4. Outback Steakhouse. I travel a lot–maybe 3-4 times a month. Travel is full of uncertainty. But not when it comes to dinner. That’s because I try to hit an Outback at least once a month if I can. Why? Because with Outback you know what you’re going to get: a really good steak, salad, and fries for under $30. Make no mistake about it–Outback is a big chain. As of 2015, its parent company Bloomin’ Brands also owned Bonefish Grill, Carrabba’s Italian Grill, and Fleming’s Prime Steakhouse & Wine Bar. But I like that. Big restaurant chains like Outback, TGI Fridays, Applebee’s, and the like deliver reliable, delicious meals the same way across the country. You don’t get that at small restaurants. At small restaurants it’s very hit or miss. No matter what that Yelp review may say, your night may be a bad night for the chef or a mix-up in the dining room, or a signature dish missing from the menu. Most small restaurants, like most small businesses, aren’t consistent in how they deliver our products and services. We don’t have the policies and procedures like big companies do to ensure that their customers are getting the same experience each and every time. Which is why I lean towards the big chains when I travel. I know what I’m going to get and I’m happy to get it.

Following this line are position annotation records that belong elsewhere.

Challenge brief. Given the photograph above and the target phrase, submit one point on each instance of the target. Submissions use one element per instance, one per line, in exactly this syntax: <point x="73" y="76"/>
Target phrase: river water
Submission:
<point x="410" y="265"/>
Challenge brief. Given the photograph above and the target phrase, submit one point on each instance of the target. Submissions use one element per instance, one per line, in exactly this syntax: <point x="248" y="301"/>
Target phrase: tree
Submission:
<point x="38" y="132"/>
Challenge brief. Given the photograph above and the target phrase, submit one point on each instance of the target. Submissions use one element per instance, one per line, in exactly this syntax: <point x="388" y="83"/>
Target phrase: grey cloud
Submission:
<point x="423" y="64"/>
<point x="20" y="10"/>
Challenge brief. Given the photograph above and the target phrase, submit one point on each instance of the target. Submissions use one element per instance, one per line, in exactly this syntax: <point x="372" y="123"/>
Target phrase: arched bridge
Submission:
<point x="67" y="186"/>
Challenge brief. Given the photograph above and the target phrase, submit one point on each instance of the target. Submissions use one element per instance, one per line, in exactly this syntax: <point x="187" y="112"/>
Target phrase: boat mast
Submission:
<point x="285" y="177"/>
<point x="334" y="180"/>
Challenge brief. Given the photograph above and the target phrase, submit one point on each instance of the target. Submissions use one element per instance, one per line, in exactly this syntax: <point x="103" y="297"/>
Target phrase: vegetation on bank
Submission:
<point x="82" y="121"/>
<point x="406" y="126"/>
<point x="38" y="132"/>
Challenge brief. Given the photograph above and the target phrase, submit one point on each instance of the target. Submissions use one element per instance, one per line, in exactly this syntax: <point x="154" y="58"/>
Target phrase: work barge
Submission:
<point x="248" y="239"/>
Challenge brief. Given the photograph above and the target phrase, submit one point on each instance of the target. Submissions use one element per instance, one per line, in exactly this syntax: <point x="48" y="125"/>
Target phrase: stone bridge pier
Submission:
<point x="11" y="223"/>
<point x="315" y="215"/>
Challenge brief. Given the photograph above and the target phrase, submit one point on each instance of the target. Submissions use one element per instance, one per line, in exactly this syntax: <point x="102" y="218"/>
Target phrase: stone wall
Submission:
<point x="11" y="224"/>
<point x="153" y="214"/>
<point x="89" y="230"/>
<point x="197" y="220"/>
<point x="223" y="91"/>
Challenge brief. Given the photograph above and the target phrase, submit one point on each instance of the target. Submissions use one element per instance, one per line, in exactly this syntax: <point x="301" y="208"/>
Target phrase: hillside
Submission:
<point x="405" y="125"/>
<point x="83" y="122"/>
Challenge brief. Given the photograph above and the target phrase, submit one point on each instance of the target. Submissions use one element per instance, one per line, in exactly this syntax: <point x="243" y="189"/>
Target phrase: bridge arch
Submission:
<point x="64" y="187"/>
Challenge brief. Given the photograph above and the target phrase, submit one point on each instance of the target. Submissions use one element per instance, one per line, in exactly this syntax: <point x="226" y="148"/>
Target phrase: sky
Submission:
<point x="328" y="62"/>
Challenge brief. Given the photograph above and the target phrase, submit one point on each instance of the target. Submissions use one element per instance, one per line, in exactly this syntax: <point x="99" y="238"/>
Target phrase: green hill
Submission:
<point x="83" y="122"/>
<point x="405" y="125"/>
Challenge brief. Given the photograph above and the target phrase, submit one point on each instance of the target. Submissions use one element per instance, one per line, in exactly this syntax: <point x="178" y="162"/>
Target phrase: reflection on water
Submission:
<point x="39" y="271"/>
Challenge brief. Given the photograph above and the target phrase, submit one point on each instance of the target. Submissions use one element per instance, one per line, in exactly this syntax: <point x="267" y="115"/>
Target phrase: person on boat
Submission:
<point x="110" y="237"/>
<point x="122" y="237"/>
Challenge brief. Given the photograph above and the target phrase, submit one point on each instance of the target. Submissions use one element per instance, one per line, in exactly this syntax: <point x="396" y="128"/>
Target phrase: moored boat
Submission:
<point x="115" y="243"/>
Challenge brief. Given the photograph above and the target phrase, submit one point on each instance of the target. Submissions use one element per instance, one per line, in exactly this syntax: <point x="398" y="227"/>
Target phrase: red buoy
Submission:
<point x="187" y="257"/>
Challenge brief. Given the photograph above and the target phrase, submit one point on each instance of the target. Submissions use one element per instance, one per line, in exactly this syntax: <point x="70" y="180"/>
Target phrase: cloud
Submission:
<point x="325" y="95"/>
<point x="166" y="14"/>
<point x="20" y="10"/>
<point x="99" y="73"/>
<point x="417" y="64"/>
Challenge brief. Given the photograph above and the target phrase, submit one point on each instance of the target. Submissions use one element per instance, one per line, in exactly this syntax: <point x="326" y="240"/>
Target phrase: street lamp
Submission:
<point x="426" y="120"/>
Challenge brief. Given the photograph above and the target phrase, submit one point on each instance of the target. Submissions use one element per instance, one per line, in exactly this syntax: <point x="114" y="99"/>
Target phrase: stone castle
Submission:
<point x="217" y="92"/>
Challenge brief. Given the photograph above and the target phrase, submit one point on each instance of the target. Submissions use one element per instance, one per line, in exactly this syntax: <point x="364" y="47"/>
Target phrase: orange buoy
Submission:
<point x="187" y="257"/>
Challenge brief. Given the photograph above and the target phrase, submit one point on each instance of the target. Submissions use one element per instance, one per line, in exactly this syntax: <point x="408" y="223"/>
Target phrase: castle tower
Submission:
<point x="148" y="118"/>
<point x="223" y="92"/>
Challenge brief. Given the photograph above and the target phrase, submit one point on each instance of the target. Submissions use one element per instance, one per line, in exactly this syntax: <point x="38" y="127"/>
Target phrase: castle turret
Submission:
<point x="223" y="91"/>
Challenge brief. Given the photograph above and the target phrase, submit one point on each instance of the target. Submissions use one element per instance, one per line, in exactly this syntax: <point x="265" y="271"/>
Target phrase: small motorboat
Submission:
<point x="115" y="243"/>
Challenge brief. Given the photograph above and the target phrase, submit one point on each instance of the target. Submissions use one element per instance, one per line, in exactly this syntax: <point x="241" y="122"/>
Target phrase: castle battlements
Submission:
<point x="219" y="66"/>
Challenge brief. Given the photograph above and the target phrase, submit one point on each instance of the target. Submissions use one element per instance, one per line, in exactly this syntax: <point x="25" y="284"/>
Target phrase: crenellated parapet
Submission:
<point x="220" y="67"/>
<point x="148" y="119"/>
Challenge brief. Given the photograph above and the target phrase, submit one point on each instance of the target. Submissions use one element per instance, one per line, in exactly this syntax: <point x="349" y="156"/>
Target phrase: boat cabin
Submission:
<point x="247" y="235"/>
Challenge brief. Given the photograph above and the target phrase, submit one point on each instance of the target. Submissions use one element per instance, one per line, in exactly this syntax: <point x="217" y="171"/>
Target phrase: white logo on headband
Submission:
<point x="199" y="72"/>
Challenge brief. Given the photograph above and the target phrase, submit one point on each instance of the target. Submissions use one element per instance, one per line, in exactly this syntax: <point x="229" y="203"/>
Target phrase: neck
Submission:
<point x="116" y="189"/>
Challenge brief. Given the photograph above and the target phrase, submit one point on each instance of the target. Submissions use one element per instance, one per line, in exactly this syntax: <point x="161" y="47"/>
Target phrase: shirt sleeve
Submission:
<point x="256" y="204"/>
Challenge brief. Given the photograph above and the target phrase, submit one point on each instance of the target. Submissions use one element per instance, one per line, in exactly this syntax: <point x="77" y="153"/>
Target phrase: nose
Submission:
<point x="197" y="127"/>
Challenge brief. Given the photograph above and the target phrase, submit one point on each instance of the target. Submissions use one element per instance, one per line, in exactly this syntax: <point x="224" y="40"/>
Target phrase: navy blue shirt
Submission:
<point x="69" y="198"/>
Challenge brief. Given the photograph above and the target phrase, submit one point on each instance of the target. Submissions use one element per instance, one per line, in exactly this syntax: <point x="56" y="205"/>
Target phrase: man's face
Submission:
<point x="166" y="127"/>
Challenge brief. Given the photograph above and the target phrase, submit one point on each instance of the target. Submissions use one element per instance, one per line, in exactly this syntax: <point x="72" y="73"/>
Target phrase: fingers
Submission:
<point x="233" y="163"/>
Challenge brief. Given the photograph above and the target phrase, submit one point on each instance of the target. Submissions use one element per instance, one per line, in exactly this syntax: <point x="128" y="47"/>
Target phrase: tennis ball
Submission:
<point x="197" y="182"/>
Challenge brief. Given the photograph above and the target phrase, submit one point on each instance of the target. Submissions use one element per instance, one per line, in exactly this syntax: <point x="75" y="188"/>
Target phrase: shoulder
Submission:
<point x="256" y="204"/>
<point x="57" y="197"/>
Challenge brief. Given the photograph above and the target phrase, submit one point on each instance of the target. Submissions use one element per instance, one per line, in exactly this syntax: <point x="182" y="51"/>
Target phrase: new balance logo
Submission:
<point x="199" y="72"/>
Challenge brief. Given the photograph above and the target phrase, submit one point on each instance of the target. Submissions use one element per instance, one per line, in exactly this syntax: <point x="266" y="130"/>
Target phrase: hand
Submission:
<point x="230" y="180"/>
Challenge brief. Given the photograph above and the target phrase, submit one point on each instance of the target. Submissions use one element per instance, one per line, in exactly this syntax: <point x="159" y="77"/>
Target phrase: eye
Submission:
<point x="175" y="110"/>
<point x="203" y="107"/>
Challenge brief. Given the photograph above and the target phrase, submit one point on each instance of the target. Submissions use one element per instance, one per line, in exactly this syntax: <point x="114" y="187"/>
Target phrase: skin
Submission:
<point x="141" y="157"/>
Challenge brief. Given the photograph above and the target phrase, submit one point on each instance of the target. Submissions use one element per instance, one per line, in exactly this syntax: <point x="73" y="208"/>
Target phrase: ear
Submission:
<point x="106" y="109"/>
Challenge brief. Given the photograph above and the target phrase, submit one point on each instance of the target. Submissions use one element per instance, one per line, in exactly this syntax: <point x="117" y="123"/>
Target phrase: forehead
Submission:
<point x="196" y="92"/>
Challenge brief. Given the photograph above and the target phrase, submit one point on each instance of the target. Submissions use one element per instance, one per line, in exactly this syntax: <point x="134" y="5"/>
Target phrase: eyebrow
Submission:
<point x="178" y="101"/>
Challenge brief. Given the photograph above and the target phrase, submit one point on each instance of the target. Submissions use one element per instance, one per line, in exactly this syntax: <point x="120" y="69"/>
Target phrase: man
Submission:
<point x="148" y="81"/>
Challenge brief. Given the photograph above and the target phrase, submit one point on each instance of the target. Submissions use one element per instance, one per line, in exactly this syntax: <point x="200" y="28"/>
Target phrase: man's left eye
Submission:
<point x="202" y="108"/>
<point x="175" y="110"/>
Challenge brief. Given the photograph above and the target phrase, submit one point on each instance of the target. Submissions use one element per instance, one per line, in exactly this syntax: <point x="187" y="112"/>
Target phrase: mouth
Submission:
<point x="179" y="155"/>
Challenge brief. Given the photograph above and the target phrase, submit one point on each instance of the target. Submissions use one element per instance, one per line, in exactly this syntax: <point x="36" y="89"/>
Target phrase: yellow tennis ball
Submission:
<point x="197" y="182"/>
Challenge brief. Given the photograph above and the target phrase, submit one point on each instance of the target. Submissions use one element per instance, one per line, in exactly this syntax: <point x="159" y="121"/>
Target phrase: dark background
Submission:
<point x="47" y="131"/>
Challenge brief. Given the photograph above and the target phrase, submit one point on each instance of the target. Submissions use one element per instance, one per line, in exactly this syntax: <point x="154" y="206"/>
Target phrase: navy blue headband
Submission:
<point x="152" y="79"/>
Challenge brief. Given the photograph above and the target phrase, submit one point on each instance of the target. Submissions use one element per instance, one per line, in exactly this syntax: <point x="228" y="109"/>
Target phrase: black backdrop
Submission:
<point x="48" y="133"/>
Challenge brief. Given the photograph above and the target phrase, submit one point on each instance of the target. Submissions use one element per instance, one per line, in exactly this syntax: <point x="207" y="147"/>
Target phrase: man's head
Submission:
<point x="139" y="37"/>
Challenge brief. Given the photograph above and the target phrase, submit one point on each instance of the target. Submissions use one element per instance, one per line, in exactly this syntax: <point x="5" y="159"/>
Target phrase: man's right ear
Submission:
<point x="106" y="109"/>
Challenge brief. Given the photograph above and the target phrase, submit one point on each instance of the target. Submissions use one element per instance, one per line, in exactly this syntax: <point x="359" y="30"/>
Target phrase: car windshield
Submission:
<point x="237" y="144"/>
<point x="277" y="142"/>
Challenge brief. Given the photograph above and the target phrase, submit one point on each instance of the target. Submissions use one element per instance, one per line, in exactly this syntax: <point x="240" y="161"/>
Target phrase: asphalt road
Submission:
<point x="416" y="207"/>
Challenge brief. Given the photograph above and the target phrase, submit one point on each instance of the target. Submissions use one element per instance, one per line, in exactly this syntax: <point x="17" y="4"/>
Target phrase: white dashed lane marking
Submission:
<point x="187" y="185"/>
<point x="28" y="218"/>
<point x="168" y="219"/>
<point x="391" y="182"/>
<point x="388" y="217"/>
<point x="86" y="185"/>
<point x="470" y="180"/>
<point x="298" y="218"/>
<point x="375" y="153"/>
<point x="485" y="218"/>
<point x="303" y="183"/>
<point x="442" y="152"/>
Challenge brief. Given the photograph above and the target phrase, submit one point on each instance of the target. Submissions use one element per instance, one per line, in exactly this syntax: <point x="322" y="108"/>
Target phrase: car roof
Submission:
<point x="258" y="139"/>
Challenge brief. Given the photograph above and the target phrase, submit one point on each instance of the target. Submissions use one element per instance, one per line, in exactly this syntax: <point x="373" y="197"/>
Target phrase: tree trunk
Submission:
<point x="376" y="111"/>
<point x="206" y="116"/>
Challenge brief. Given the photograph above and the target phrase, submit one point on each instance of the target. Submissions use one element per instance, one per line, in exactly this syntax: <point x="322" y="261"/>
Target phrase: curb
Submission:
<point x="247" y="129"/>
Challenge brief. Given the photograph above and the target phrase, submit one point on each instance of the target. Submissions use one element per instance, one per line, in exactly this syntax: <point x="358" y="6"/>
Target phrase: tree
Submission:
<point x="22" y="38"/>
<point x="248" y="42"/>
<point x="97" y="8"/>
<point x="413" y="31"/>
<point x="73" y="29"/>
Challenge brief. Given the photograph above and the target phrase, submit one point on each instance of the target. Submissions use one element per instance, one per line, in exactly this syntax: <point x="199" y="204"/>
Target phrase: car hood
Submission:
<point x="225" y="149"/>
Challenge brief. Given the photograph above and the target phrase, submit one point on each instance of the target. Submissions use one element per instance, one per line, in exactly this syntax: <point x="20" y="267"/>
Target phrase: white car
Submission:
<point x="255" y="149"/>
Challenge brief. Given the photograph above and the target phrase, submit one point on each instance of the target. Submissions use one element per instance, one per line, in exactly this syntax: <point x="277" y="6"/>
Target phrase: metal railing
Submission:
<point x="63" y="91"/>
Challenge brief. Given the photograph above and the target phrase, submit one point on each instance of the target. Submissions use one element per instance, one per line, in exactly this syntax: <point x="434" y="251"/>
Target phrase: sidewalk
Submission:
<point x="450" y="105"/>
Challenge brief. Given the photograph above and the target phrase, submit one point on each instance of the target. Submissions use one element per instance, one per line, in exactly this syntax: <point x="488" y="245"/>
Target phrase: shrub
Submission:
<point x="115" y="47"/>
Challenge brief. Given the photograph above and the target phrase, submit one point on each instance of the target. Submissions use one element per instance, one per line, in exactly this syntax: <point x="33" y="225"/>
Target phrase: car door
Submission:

5. Amazon. Need I say more? Is there anyone who doesn’t love Amazon? Ruthless? Yes. Monopolistic? Probably. Awesome? Definitely. You know you’re going to find the cheapest price there. You know the website will work. You know you’ll get your package delivered when promised (my God, even by a drone someday?). And you know it’ll be fast and easy to do. It relentlessly builds and builds to dominate the retail space and step on its competitors to provide the fastest, most affordable way to get products in the hands of its customers. You know your website can’t hold a candle to this. No small company can. Amazon, and other big online companies like them, set the standard for what technology can do to improve lives.
Selection. Resources. Treatment of employees. Expertise. Consistency. Use of technology. This is how some big companies are just plain better than small companies. Can your company do all of this? Some of it? That’s the challenge we face. But then again, that’s the challenge that every big company faced before they became big.